What is really happening is that the FOMC is desperately trying to influence expectations with an historic twist – they are now trying to convince real economy participants and investors that inflation will pick up because the Fed is willing to raise interest rates. The Fed is so confident in the economy that it will do the opposite of what it takes (in their thinking) to get to their own inflation target. Inflation is low now but will pick up as the Fed “tightens”? I’m pretty sure their models say the exact opposite.

ABOOK Dec 2014 Fischer 2

You know things are bad when even orthodox economics is turned upside down in such an obvious manner. It would be one thing if “inflation” was trending already in that direction, but to say such obvious nonsense in the face of falling prices, and we are talking about oil here, not soybeans and copper (though those are actually falling too!), is just more proof of the unease that has gripped not just global credit but policymakers themselves. We have already entered some orthodox Twilight Zone in the first place where central bankers are rushing suddenly to embrace falling prices!
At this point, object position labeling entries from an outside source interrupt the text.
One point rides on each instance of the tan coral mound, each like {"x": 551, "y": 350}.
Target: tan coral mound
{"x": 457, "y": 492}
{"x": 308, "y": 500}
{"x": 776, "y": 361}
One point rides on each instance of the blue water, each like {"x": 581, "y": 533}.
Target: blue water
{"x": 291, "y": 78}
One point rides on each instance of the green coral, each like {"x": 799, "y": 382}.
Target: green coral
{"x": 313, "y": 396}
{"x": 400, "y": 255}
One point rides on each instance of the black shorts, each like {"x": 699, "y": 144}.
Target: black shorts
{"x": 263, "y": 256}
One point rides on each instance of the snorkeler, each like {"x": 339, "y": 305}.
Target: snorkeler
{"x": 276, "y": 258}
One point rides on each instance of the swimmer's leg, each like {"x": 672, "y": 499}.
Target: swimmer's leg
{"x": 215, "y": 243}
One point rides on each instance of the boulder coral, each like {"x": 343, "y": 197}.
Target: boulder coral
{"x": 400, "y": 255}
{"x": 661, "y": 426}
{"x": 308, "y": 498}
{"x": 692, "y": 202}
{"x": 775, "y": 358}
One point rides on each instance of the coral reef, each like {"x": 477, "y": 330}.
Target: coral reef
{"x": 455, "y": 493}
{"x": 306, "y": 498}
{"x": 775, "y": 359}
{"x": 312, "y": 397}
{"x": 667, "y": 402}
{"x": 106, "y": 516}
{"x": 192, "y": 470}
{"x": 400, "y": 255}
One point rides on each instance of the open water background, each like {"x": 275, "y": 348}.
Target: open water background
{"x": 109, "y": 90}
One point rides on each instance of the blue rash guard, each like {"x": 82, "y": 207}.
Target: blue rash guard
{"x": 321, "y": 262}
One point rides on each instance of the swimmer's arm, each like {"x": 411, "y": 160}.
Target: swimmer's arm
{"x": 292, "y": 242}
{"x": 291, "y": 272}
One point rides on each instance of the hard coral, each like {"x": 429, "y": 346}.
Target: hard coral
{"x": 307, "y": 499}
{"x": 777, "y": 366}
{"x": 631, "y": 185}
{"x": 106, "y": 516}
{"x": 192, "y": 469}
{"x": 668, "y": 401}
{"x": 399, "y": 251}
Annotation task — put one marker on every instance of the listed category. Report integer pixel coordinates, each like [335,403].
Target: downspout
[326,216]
That is, or was, something they loathe to the highest degree, placing it among the greatest of monetary evils.

And he wonders why economists have to explain year in and year out why that never happens. It’s almost as if the economy slowed down in early 2012 and has never recovered; after having never recovered from the Great Recession. That looks not like improving fortunes but deepening attrition, an aspect that might lead to lower oil prices if the FOMC is not careful.